“We have found that other universities have copied aspects of our degree programme,” says Maria Grever, the head of the History department. “But in all fairness, we keep an eye on trends at other faculties, as well. In certain regards history degrees have become more alike.”

So is there still anything uniquely ‘Rotterdam’ about the degree as it is currently taught at EUR? ‘Absolutely,’ say the authors of the History@Erasmus book, which was compiled to mark the department’s 40th anniversary. They put the same question to the department’s researchers. “Several pillars of the early incarnations of the programme can still be detected in the current curriculum, such as the importance of methodology and a refusal to focus only on the history of the Western world,” the authors wrote in the book.

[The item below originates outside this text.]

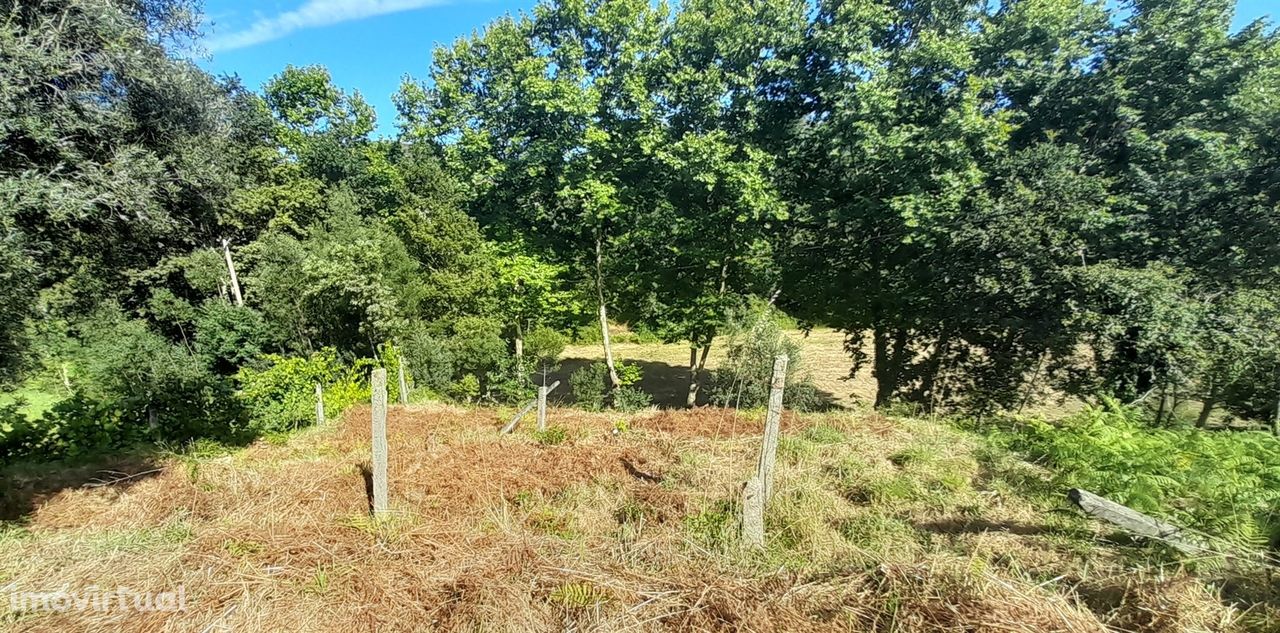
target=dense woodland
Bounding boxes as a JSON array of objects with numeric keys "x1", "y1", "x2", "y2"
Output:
[{"x1": 0, "y1": 0, "x2": 1280, "y2": 457}]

“Admittedly, the emphasis is still on the use of proper methods and taking a business-like, less story-like approach,” Grever adds. “Ours is the only History degree in the country that comes with a compulsory Statistics course.”

The Faculty of Humanities that was never established

So why did our 105-year-old university not have a traditional degree course such as History until forty years ago? The explanation is simple. For the first 65 years of its existence, EUR was a school of economics (the Netherlands School of Commerce, later rechristened the Netherlands School of Economics). In order to be allowed to call itself a university, the school had to establish a Philosophy degree, as well as a Faculty of Humanities. The Social History degree was supposed to come under the newly-to-be-established Faculty of Humanities, only this faculty never materialised. Although EUR was close to getting a Faculty of Humanities in the 1970s, it ended up being awarded to Tilburg University instead.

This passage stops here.